Video: The 1.85:1 anamorphic widescreen presentation is pretty much average, but since even average DVDs look pretty damn good anymore, that's not really meant as a complaint. It's sharp, fairly detailed, and doesn't suffer from any blatant problems with the source material or compression. Colors, contrast, and whatever else the DVD Reviewer Handbook says I'm supposed to prattle on about are all fine. The movie does have a very slightly gritty, modestly-budgeted appearance, but it translates well to this shiny five-inch disc. The DVD is so strictly average that it doesn't really leave me with anything to gripe about or lavish with praise, but...yeah, it's fine.

Audio: I haven't written a review of a comedy, yesterday, so my usual laundry list to describe this 448Kbps Dolby Digital 5.1 soundtrack ought to sound lemony fresh and not the least bit stale or repetitive. Like most flicks in the genre, the surrounds and subwoofer pretty much have nothing to do. Things do get incrementally livelier when the pop-punk-littered soundtrack kicks in, and there's occasionally a tiny bit of ambiance or reinforced effects, but for the most part...nothin'. Dialogue comes through pretty well though, and if you do somehow miss a line, the movie is closed captioned and has subtitles in English y EspaƱol. No French, sadly, since it would've been kinda funny to see the clumsy stabs at speaking the language of love translated into aliased white text at the bottom of my screen. Anyway, it's not an aggressive, jaw-dropping mix, but it serves the movie well and sounds pretty much like every other six-channel comedy ever.

Supplements: Dorm Daze is a pretty decent special edition, kicking off with an audio commentary by directors David and Scott Hillenbrand and editor Dave O'Brien. It's a surprisingly dry and serious discussion, and my interest wanted pretty quickly. "He Said, She Said: Behind the Scenes of the Fantasy Sequence" spends six minutes or so with the directors, the two writers, Patrick Renna, Marie Noelle Marquis, and Playmate Katie Lohmann. They chat about the filming of Styles' unconscious delusion, including some on-set footage and ramblings about their ultimate sexual fantasies. A grainy anamorphic widescreen gag reel runs a little under four minutes without managing to squeeze anything particularly funny in there. While I'm on the "not funny" tip, three deleted scenes --"Cliff and the hooker find the purse", "Claire confides in Marla and Lynne", and "Lorenzo and Gerri arrive at McMartin Hall" -- can be viewed with optional audio commentary. They're all extremely short, in total running around two minutes. There's nothing really of interest, and the commentary boils down to "we liked it, but it didn't add anything."
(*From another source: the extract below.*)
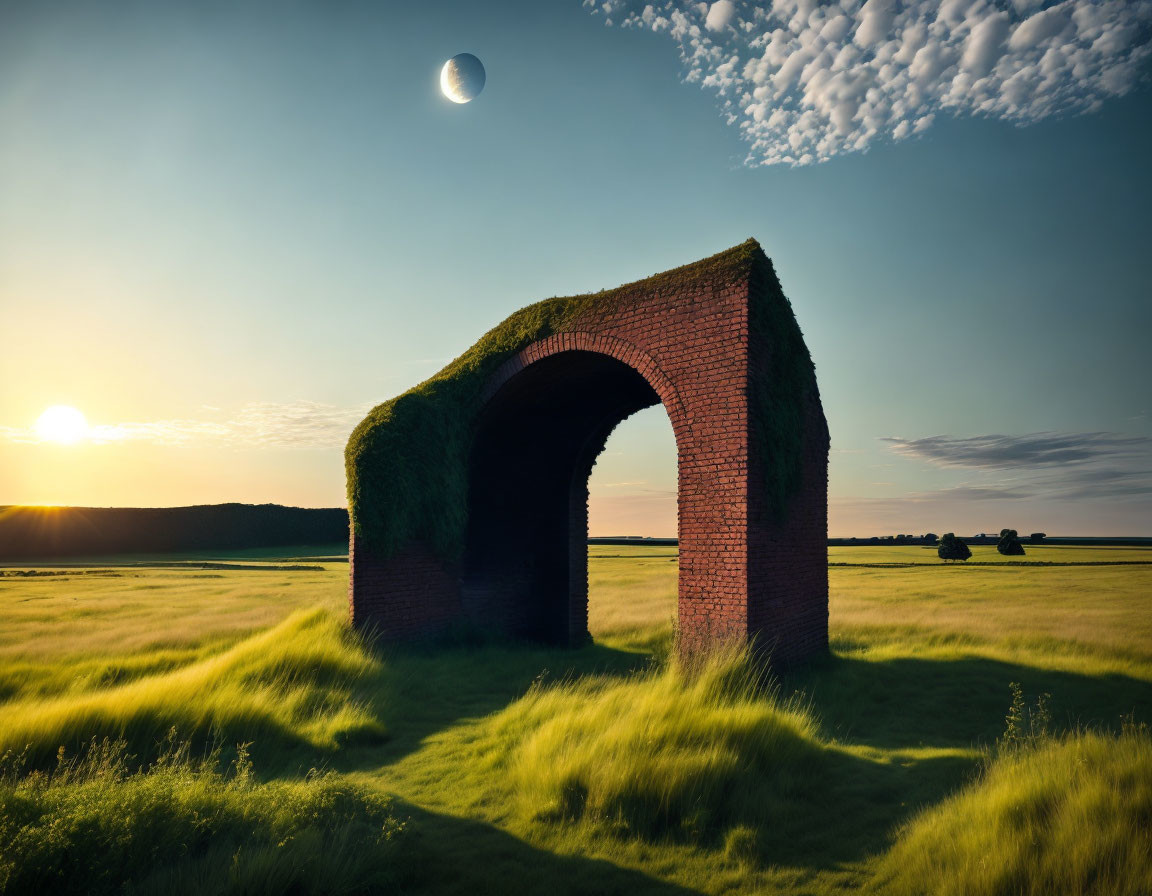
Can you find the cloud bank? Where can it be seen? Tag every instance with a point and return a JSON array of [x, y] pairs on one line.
[[1066, 467], [805, 81]]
Also included is a full twenty-five minute episode of National Lampoon's Master Debaters, which has a pair of panelists debating important issues of the days like "Resolved: that X-ray vision is the greatest possible superpower" and "that Boy Meets World was a far superior show to The Fresh Prince of Bel-Air". The second segment is a little better just because it has Danielle Fishel and Tatyana Ali arguing against their respective series. Both sets are sporadically funny at best, and I can't ever imagine watching this on a weekly or, he types with a shudder, nightly basis. Rounding out the extras are a two-minute letterboxed theatrical trailer and plugs for a bunch of other MGM releases I don't really feel like listing in full. The disc's menus are static and in widescreen, and there are a total of sixteen chapter stops.

Conclusion: National Lampoon Presents Dorm Daze is a triumph of the human spirit, in the sense of a triumph of the human spirit being a reasonably funny movie with a cleverly labyrinthine plot. I definitely think the mileage for this one is going to vary, and most viewers will probably be better off sticking with a rental. At least that way, if you loathe it, you can mention in your hateful e-mails that you were out three bucks instead of twenty. Personally, though, I enjoyed Dorm Daze enough to smack it with a Recommended tag.